POCA’s Statement To ACAOM re: THE FPD
Below is the body copy of POCA's letter to ACAOM. The ACAOM website only allows a small amount of space in their public comments field, so an abbreviated version was filed there and this full statement was sent along via snail mail:
The People’s Organization of Community Acupuncture stands in solid opposition to the First Professional Doctorate. It’s true that the new revised standards include many refinements designed to expand graduate preparation for work in integrative care settings and communication with professionals in other disciplines. However, the very fact that the FPD is being considered yet again by ACAOM, even in the face of a clear lack of consensus among stakeholders, reflects a failure to deal meaningfully with the central objection put forward during the last round by those of us in opposition, and that objection is that the doctoral level is an inappropriate entry point to the profession, regardless of how much quality material gets packed into a program.
Let us be absolutely clear. POCA has no objection whatever to the development of a rigorous and appropriate doctoral pathway for advanced practitioners of Chinese medicine. Although the primary emphasis of POCA’s work lies in other areas, we support the growth and sustainability of the profession in a diversity of forms. Our objection lies solely in the insistence on making the doctoral level a pathway for entry into the profession instead of a mark of advanced academic achievement undertaken after significant experience in the real clinical world.
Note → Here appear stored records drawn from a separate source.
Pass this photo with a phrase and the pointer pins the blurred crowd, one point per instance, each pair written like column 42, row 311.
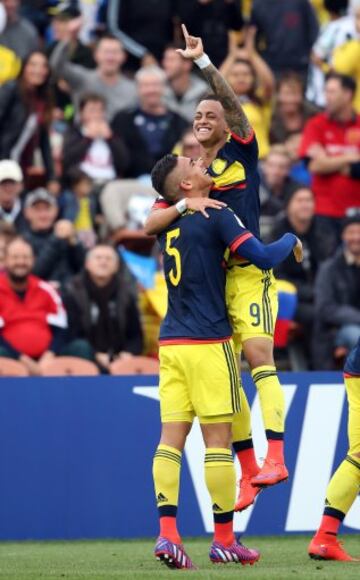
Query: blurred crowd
column 93, row 93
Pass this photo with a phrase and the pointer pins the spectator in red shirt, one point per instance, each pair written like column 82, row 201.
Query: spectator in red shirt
column 32, row 316
column 331, row 146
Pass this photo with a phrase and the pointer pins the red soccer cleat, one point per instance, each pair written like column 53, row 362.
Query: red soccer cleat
column 247, row 494
column 271, row 473
column 328, row 548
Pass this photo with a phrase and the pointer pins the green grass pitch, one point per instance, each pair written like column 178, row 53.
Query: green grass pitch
column 281, row 559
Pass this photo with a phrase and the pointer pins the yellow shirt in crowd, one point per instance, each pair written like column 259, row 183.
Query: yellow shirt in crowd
column 259, row 118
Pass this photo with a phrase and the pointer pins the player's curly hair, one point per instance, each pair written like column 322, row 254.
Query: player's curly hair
column 160, row 174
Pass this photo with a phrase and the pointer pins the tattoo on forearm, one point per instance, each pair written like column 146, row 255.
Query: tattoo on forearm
column 234, row 113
The disastrous economic numbers put forward in recent years by the NCCAOM and others make it more than clear that our practitioners, taken as a group, are not doing well. Mainstream healthcare institutions, despite their growing interest in acupuncture, are not looking to us, but rather are showing an increasing inclination to train their own people to incorporate acupuncture in ways that fit their own needs. We realize that the FPD is sincerely regarded by some proponents as an attempt to address this issue, but the argument that the simple addition of a year of extra didactic training will make graduates more acceptable to mainstream healthcare seems at this point to represent the unfortunate triumph of hope and enthusiasm over dreary experience. Our graduates are already leaving school with crushing student loan debt and almost no options for work in the field besides private practice. And yet, certain forces among the schools see adding even more schooling, and hence more cost, as the way out of the dilemma, even though there is no demonstrably greater demand in the marketplace for acupuncturists entering the field with “doctor” in front of their names than there is for the existing body of practitioners. The FPD could well be of benefit to the schools who offer such programs, but there is little solid evidence that it will be of any increased benefit to the practitioners who need places to practice, and more importantly, to the huge percentage of patients who need our services and can’t afford them.
POCA has yet to be convinced that there is anything viable about the FPD for patients, practitioners or future students, and is firmly opposed to any further exploration of the FPD as a viable pathway for advancing the profession.
Good response.
This FPD issue just will never go away. It’s an annual event. Only when the people in charge of the national/state acupuncture organizations and schools are replaced with those of a different mindset will we get peace on this front.
I agree wholeheartedly and would add that the abject failure to accredit more “traditional” DAOM programs should serve as a warning to ACAOM that they are attempting to bite off more than they are capable of chewing. Their desire to “fast track” would-be practitioners who do not even hold a bachelor’s degree into a doctoral program defies all logic and common sense, and the product of such a program is doomed to be even more ill equipped to collaborate with Western medical practitioners on any level. This is about egos and about dollars, not about advancing the profession nor about – what it SHOULD always be about – developing practitioners capable of providing the best care possible for our patients.